Search code examples
c#asp.net-mvcangularjsasp.net-web-api2antiforgerytoken

antiforgeryToken to protect some actions on web api called from an angularjs app

I Have two web project in visualstudio.net 2013.

  • One project i a WebApi2 with controllers and actions (simple)
  • second project is a pure angularjs app with no MVC or WebApi (I started from an empty web project)

the angularjs application is calling service running on the webApi2 application.

I would like to know if it's possible to protect some actions of my controllers in my webapi2 application with an AntiforgeryToken. (antiforgeryToken attribute) I found some post on the web but they require to use AntiForgery.GetTokens in my angular app and Therefore, I have to install all the mvc and razor... nuget packages. (see this post : http://www.fredonism.com/archive/protect-your-web-api-from-csrf-attacks.aspx)

I would like to avoid this or is there a solution to use this antiforgerytoken with a minimal nuget packages installed ?

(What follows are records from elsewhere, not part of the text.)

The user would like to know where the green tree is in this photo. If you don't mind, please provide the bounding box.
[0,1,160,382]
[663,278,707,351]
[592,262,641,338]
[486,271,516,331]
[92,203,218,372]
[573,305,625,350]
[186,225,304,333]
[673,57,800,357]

In other words : is it possible to protect some of my webapi controller actions with antiforgery token without using the MVC stuff.

regards

Solution

  • Even though it's too late for this question, this will benefit others perhaps in the future.

    First create a middleware to handle the requests in web api project.

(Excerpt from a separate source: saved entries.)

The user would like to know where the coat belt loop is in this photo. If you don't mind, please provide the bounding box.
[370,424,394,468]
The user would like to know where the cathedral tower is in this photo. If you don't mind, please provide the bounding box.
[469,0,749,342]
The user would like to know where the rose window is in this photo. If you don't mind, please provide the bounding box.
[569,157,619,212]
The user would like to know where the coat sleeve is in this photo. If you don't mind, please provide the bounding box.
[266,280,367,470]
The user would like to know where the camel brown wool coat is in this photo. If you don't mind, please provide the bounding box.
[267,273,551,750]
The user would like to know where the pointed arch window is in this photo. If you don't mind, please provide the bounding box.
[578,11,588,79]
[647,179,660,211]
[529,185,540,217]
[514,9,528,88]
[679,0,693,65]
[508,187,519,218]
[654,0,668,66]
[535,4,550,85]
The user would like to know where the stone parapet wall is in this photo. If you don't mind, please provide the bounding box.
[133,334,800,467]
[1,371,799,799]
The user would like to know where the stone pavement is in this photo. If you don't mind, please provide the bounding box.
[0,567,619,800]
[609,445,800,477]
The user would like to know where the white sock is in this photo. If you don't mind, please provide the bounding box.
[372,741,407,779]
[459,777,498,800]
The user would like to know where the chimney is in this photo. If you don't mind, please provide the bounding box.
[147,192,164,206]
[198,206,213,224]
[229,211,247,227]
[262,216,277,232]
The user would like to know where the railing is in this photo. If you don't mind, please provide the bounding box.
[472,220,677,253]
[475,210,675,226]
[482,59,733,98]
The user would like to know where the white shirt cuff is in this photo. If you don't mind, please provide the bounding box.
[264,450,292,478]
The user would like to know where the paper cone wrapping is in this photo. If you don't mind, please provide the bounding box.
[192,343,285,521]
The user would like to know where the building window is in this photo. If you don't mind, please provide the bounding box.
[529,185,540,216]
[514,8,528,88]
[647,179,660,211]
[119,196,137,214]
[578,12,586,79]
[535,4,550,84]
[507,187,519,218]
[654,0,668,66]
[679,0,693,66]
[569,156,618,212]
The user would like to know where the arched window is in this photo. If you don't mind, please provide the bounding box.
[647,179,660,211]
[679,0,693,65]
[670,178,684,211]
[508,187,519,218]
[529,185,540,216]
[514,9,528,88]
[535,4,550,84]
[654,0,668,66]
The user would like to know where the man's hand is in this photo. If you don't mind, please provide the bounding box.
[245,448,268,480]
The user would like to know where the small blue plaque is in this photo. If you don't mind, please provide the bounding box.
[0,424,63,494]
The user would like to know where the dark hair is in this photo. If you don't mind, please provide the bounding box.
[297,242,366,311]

    public class AntiForgeryMiddleware
    {
        private readonly RequestDelegate next;
        private readonly string requestTokenCookieName;
        private readonly string[] httpVerbs = new string[] { "GET", "HEAD", "OPTIONS", "TRACE", "POST" };

        public AntiForgeryMiddleware(RequestDelegate next, string requestTokenCookieName)
        {
            this.next = next;
            this.requestTokenCookieName = requestTokenCookieName;
        }

        public async Task Invoke(HttpContext context, IAntiforgery antiforgery)
        {

            string path = context.Request.Path.Value;

            if (path != null && path.ToLower().Contains("yourMethodThatGeneratesTheToken"))
            {
                if (httpVerbs.Contains(context.Request.Method, StringComparer.OrdinalIgnoreCase))
                {
                    var tokens = antiforgery.GetAndStoreTokens(context);

                    context.Response.Cookies.Append(requestTokenCookieName, tokens.RequestToken, new CookieOptions()
                    {
                        HttpOnly = false
                    });


                } 
            }

            context.Response.Headers.Add("Access-Control-Allow-Credentials", "true");

            await next.Invoke(context);
        }
    }

    Add the middleware in your Configure method of Startup.cs

    app.UseAntiforgeryTokenMiddleware("X-XSRF-TOKEN");

    In your angular interceptor, you may set the header as follows, by taking the cookie.

    var xsrfToken = this.cookieService.get("X-XSRF-TOKEN"); req.headers.set('X-XSRF-TOKEN', xsrfToken)

    in order to save the cookie you'll need to add req = req.clone({ withCredentials: true }); at the top of the interceptor.